The relationship between impulsivity and aggression

At present we can observe a remarkable increase in problems related to aggression and violence in our society. Impulsivity is one of the reasons that seems to be highlighted as a key role in this problem.

In the theory proposed by ES Barrat, it is proposed that certain stimuli arouse or provoke feelings of anger that can lead to aggressive behavior. The process of socialization sometimes functions as a protective factor to inhibit this aggressive behavior, but sometimes it is precisely noted that impulsivity is often associated with certain deficits of these inhibiting mechanisms. The result is that people with high levels of impulsivity find it difficult to inhibit their aggressive behaviors when exposed to the emotion of anger.

In this case, María José Polo, psychologist collaborating with psychologists Málaga PsicoAbreu speaks to us about the relationship between impulsivity and aggressive behavior.

    The link between aggression and impulsivity

    Throughout our lives, we are continually exposed to having to make decisions on impulse; it is all part of our daily life. Sometimes these decisions can have positive consequences, but other times they can also lead to negative consequences that we may regret.

    According to Dickman’s theory, two types of impulsivity can be distinguished; functional impulsivity and dysfunctional impulsivity.

    Functional impulsivity would be defined as the tendency to make quick decisions when the situation involves personal advantage, it would become decision making with risk calculation included.

    However, dysfunctional impulsivity would be defined as the tendency to make quick and thoughtless decisions in situations where our strategy is not optimal, which usually leads to the person in question a number of negative consequences.

    Impulsivity can sometimes lead to aggressive behavior, including verbal aggression. Signs or characteristics of impulsive behavior are related to impatience, the tendency to seek risk and pleasure, the need for immediate reward, Difficulties in correctly analyzing the consequences of their own actions, difficulties in inhibiting behavior, problems with planning and difficulties with self-control.

    The various causes of occurrence are linked to biological, psychological and social variables. From a psychological perspective, there are different approaches that point to impulsive behavior resulting from observation and vicarious learning imitation of an aggressive pattern.

    Much research has found a direct relationship between the educational style of the family environment and the development in children (and later adults) of certain behaviors associated with family values. Exposure to aggressive role models could negatively influence a child’s personality, Generate in childhood and adulthood, self-esteem problems, fear of being in relationship with others, bad mood, etc.

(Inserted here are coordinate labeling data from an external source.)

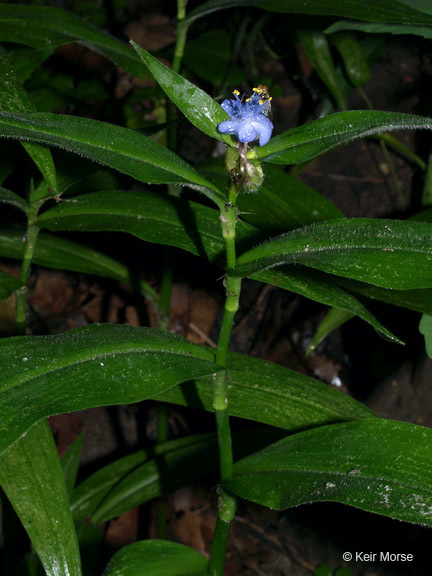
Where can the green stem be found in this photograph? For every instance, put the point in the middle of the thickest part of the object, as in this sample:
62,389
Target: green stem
400,147
21,295
227,502
164,309
181,35
396,180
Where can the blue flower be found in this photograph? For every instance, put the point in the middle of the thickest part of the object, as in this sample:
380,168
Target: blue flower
248,119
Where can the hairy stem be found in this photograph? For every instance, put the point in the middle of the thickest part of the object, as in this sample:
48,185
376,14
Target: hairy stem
21,295
227,502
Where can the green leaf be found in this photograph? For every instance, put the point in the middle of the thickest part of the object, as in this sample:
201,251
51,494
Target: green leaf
388,253
397,29
419,5
198,107
60,254
31,476
355,63
265,392
283,202
136,479
209,56
45,27
317,50
157,558
9,197
13,98
98,365
369,10
8,285
120,148
196,228
417,300
425,328
26,60
323,288
70,464
149,216
334,318
311,140
377,465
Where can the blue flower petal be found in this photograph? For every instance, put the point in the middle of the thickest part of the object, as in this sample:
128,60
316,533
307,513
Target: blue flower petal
248,121
230,126
263,128
232,107
246,131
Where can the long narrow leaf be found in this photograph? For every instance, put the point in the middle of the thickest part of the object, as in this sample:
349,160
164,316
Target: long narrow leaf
200,109
97,365
377,465
32,478
283,202
61,254
265,392
194,228
311,140
13,98
119,148
157,558
388,253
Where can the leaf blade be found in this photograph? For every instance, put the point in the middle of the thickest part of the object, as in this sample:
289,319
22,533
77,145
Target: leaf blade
157,557
120,148
306,142
388,253
200,109
31,476
105,356
293,401
382,466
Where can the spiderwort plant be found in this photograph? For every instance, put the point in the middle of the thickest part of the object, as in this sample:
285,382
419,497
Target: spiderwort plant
331,447
250,123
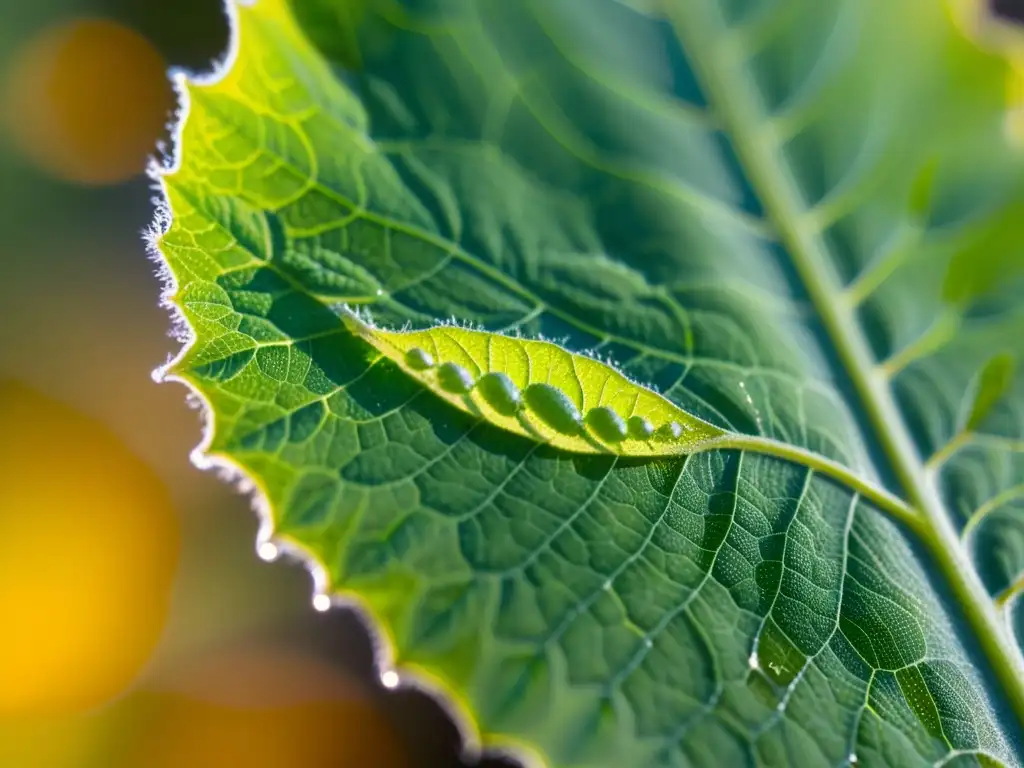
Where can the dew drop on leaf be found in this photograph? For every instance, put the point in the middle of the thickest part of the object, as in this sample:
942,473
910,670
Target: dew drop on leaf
419,359
640,427
671,431
322,603
454,378
606,424
554,408
499,392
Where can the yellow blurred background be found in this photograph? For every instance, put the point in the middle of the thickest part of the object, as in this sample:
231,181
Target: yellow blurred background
137,627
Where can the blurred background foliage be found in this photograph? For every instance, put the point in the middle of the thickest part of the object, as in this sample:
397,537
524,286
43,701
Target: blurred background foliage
138,626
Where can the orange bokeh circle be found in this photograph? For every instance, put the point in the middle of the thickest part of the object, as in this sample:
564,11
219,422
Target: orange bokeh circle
88,549
87,100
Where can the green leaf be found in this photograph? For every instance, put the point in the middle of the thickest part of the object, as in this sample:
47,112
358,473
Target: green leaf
791,225
538,390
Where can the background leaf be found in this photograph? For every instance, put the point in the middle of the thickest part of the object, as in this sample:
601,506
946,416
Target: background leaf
795,219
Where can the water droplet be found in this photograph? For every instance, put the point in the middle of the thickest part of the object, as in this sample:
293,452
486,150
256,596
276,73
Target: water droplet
554,408
640,428
500,393
671,431
419,359
454,378
606,424
322,602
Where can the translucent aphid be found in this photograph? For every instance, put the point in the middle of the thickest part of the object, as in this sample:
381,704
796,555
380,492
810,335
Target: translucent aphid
640,427
499,391
419,359
455,378
540,391
671,431
554,408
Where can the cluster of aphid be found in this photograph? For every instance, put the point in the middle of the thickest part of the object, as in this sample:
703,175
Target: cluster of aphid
549,403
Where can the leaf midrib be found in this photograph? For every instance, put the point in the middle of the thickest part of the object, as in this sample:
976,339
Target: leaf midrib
731,90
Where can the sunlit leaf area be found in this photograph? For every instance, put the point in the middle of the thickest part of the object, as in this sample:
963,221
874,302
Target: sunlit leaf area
139,627
600,383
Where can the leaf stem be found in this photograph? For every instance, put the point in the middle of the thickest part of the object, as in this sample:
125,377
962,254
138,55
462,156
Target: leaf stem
839,472
741,111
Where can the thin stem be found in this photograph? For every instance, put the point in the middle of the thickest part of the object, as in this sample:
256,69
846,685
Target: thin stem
738,102
875,494
1010,495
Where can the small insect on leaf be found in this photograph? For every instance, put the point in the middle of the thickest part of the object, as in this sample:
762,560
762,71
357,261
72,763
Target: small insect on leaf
539,390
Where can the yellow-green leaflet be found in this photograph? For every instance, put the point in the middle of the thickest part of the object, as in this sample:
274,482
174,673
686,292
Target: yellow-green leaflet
541,391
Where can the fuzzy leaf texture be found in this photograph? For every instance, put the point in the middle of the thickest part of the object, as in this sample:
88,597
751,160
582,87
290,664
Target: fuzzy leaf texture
794,221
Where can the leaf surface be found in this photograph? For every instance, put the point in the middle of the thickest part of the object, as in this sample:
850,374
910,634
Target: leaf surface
797,221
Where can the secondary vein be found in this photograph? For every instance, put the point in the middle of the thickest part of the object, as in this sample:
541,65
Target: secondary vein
729,86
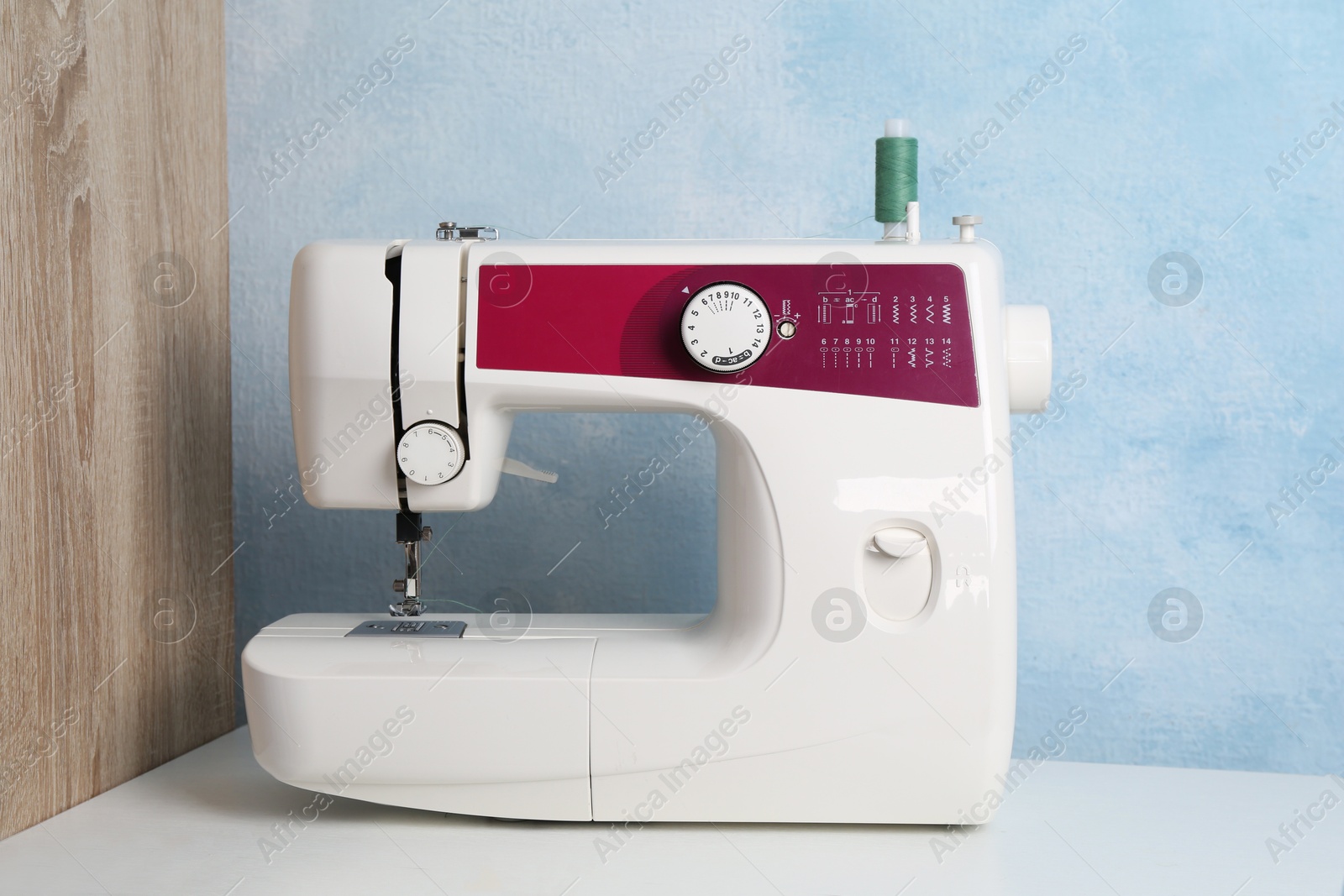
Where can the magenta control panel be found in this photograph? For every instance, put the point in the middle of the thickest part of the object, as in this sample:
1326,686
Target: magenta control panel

    In addition to the family environment, we must recognize the importance of the social interaction that occurs in the school or professional context in the development of the personality of the individual. Unsuccessful or poor social relationships can deprive the child of situations in which to learn to frustrate properly, reaching adulthood to show angry and aggressive behaviors in the face of any conflict, however minor.

    verbal aggression

    Aggressive verbal behavior occurs when the words we use, the tone used, or the gestures we use to emphasize language create a feeling of intimidation, fear, guilt, or shame in the other person. Violent verbal behavior is characterized by threats, insults, criticisms, shouts, orders and value judgments.

    Therapeutic treatment of impulsivity and aggression

    Impulse control psychologists can provide resources for patients to help them improve self-esteem, assertiveness, social skills, self-control, and relaxation.

    With cognitive behavioral therapy, we can act on three different levels.


    The psychologist has to work with the person’s distorted thoughts, Help you identify and correct irrational ideas or dysfunctional beliefs. In addition, it will be easier to obtain new alternative responses to the resolution of future conflicts.


    At this point in therapy, they are working different techniques to try to inhibit aggressive behavior or at least decrease the frequency and intensity. One of the most widely used techniques is “time out,” where the person withdraws from the environment where aggressive behavior usually occurs. This behavior gives us a chance to observe changes (usually positive) not to make a “hot” decision.


    At this point in therapy, the patient is given tools to learn to identify emotional indicators that usually appear just before violent behavior. Recognizing these signs is usually used to anticipate and check that the aggressive behavior does not appear.

    This is why coping techniques such as relaxation techniques and concentration or mindfulness techniques can be very helpful. It will also be important to generate alternatives for more appropriate emotional expression; in this sense, knowledge and training in assertive communication can become a key component for people with problems with aggressive verbal behavior and impulsivity.